Una, harta de las peleas del Ministerio de Asuntos Exteriores de este país contra todo y todos, asqueada de la masa de gente prenavideña consumista y anonadada con que al fin haga ya frío, decide dedicarse un rato al asueto y a disfrutar en el sitio de su recreo, de sus quebraderos de cabeza y sus noches en vela: el arte.

Donde otros sufren a final de mes, en el mundo del arte, del mecenazgo contemporáneo y de la compra y venta a precios desorbitados, todo sigue, más o menos, de la misma manera.

Dice el director del MNCARS que comprar ahora no es más barato que antes, pero que está saliendo a la venta muchísima obra, que hace líquido el dinero, y todos los interesados están ojo avizor a ver qué pescan en este gran lago donde las obras cambian de manos fácilmente, cheque mediante.


Desde luego, según las noticias, este es el mejor momento para invertir. Las casas de subastas, además, son las que más lo notan, y ellas también están de enhorabuena. Llevar un Rembrandt a venta siempre es un enorme reclamo para el coleccionista, y qué decir de un boceto de Rafael Sanzio. Pues eso, Christie’s estaba de celebración.

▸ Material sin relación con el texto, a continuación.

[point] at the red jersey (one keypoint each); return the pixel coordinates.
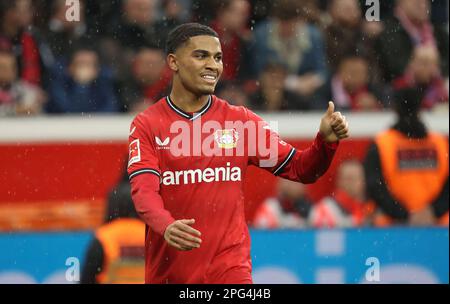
(201, 160)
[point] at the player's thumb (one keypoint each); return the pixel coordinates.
(330, 109)
(188, 222)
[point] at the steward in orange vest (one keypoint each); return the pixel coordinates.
(407, 169)
(116, 254)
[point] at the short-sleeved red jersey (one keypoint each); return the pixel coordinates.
(201, 160)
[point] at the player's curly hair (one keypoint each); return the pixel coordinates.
(181, 34)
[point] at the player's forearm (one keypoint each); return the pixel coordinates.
(310, 164)
(148, 202)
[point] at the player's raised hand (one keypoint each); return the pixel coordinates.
(333, 125)
(182, 236)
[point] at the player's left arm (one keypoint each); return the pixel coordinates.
(308, 165)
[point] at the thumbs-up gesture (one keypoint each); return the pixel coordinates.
(333, 125)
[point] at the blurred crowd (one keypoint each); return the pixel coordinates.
(279, 55)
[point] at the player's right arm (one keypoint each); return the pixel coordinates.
(144, 175)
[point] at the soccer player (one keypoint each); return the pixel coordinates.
(187, 166)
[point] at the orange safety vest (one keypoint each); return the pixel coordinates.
(414, 170)
(123, 242)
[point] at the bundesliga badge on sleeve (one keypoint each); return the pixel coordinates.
(226, 139)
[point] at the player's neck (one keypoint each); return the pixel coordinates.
(187, 101)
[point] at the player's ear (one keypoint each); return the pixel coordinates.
(172, 62)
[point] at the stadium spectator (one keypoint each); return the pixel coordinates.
(17, 97)
(410, 27)
(80, 84)
(407, 167)
(116, 253)
(61, 33)
(149, 81)
(136, 27)
(231, 25)
(233, 92)
(350, 87)
(289, 209)
(348, 32)
(347, 206)
(423, 74)
(174, 12)
(288, 38)
(14, 29)
(272, 95)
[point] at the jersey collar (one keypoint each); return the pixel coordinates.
(189, 115)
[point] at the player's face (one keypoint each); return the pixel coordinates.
(199, 64)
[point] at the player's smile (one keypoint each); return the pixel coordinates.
(210, 78)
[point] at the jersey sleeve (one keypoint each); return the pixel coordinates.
(142, 157)
(270, 152)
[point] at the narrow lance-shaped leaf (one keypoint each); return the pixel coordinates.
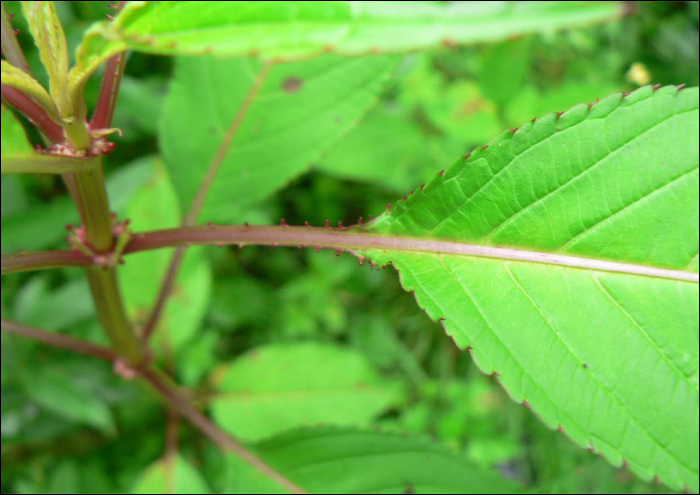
(235, 131)
(286, 31)
(335, 460)
(565, 257)
(18, 79)
(50, 39)
(277, 388)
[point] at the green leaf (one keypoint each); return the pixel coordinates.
(61, 395)
(174, 475)
(155, 207)
(332, 460)
(504, 67)
(15, 144)
(607, 353)
(281, 387)
(50, 39)
(252, 130)
(387, 149)
(19, 157)
(287, 31)
(18, 79)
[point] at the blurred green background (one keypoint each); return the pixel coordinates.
(70, 426)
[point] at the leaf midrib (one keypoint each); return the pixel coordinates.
(356, 241)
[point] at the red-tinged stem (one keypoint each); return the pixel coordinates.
(10, 46)
(227, 443)
(160, 382)
(58, 340)
(198, 203)
(354, 240)
(43, 260)
(109, 91)
(33, 112)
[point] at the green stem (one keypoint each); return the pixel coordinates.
(45, 164)
(112, 314)
(97, 218)
(97, 215)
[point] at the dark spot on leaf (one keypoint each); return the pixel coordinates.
(292, 84)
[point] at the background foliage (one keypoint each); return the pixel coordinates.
(242, 319)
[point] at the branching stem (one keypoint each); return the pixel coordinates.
(198, 203)
(58, 341)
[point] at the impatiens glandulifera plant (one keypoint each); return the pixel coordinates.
(563, 256)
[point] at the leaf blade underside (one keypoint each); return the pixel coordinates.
(610, 358)
(300, 110)
(289, 31)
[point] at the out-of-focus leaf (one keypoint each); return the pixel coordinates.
(56, 309)
(175, 476)
(280, 387)
(387, 148)
(244, 154)
(14, 199)
(504, 67)
(333, 460)
(60, 395)
(155, 207)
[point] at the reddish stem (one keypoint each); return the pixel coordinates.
(58, 340)
(226, 442)
(33, 112)
(109, 91)
(27, 262)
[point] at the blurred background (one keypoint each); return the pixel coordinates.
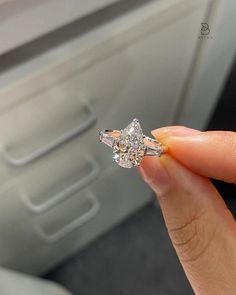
(71, 221)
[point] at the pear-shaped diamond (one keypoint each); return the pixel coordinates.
(129, 146)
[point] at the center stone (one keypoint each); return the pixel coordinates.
(129, 147)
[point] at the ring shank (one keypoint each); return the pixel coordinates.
(153, 147)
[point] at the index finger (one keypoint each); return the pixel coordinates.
(211, 154)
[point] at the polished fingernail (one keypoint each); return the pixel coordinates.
(163, 132)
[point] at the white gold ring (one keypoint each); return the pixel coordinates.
(131, 145)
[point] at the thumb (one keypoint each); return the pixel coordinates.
(200, 226)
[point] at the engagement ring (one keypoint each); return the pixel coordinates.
(131, 145)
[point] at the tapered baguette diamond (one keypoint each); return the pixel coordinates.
(129, 147)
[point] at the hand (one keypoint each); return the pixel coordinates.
(202, 229)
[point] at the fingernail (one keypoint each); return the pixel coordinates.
(155, 175)
(182, 131)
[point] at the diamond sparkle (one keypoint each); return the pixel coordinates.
(129, 147)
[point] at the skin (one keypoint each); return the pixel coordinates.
(202, 229)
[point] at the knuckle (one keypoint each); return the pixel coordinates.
(192, 239)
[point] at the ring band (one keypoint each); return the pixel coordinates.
(131, 145)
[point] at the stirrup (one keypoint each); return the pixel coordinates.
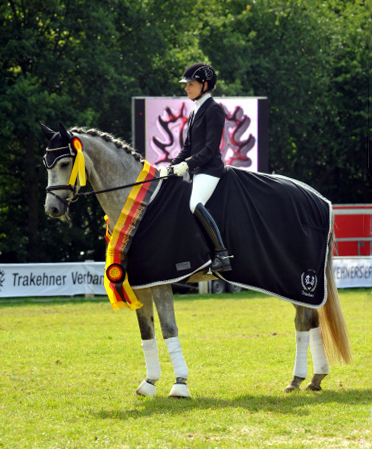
(221, 261)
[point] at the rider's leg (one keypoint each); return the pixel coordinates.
(203, 187)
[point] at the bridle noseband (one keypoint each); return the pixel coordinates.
(72, 197)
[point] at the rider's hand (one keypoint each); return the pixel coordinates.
(163, 172)
(180, 169)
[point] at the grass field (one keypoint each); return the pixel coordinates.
(70, 368)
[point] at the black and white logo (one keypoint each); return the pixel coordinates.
(309, 281)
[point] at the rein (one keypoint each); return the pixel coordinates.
(77, 195)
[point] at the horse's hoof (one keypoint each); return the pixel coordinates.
(291, 388)
(179, 391)
(146, 389)
(313, 387)
(295, 384)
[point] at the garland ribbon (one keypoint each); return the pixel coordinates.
(79, 164)
(116, 280)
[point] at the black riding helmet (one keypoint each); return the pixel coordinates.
(200, 72)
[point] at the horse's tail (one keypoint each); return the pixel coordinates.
(332, 321)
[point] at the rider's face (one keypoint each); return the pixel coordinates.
(193, 89)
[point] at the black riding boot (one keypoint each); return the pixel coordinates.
(221, 260)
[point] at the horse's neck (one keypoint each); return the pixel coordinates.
(109, 167)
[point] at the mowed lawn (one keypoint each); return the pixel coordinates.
(70, 368)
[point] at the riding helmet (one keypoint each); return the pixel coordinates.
(200, 72)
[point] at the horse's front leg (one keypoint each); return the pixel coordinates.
(145, 316)
(308, 334)
(163, 298)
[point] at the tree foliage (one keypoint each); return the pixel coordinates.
(82, 61)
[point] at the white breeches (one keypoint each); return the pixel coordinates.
(203, 187)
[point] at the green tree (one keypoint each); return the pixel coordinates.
(79, 62)
(310, 60)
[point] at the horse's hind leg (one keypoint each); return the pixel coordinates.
(163, 298)
(308, 334)
(145, 316)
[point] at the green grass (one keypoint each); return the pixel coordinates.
(69, 371)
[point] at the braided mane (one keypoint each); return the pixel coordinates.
(121, 144)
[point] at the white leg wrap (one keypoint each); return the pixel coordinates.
(302, 345)
(175, 352)
(320, 359)
(150, 349)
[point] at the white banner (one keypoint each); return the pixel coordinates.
(80, 278)
(57, 279)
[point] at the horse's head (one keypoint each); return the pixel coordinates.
(59, 161)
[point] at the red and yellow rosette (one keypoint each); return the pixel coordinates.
(116, 281)
(79, 164)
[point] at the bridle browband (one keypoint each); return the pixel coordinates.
(76, 195)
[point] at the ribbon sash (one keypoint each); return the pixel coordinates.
(120, 293)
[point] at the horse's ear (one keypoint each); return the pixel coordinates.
(63, 131)
(47, 131)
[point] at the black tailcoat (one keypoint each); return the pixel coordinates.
(201, 150)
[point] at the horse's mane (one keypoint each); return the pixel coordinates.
(111, 139)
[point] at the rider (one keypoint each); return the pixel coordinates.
(201, 155)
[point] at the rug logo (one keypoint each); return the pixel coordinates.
(309, 282)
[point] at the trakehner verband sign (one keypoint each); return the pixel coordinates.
(70, 279)
(58, 279)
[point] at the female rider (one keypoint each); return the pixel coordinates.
(201, 155)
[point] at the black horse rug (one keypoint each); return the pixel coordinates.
(276, 228)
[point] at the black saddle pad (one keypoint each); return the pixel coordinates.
(276, 228)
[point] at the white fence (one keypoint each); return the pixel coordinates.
(86, 278)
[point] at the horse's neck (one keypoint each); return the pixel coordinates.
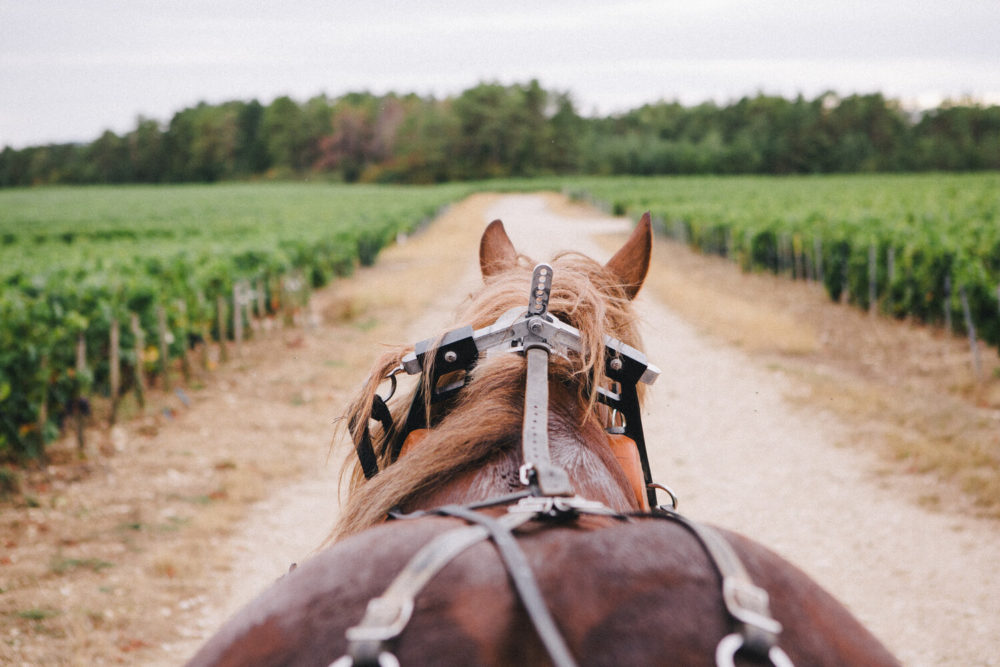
(582, 451)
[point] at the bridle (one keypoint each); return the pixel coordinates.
(445, 363)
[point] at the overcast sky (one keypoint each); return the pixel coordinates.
(69, 69)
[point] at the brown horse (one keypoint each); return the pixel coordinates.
(621, 585)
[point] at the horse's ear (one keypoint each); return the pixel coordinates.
(631, 263)
(496, 252)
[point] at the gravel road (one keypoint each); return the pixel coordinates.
(721, 433)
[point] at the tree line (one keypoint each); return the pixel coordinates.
(521, 130)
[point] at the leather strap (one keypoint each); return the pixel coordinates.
(523, 578)
(387, 615)
(363, 445)
(746, 603)
(545, 478)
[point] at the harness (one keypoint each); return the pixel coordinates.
(549, 496)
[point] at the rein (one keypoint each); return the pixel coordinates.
(549, 495)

Obras que pasan años en la sombra, obras que hacen la obsesión de un coleccionista y que en tiempos como éste, si salen a subasta, provocan una puja cerrada, como la del boceto de Rafael.


Y hablando de obsesiones artísticas, uno que las provoca: Miguel Ángel. La casa Buonarroti expone desde el lunes en los Museos Capitolinos un boceto a lápiz cuya temática es la Virgen y el Niño.

Según los expertos, había probado una composición más centralizada, cerrada, la Virgen mirando al Niño en su regazo, pero luego lo había desechado por otra composición abierta, y el rostro de María mirando hacia otro lado, mientras da de mamar al Niño. El boceto cumple todas las premisas del florentino: un Niño con un cuerpo monumental, muy grueso, una Virgen con cara de dolor, muy joven. Dicen que hacia 1525. Creeremos.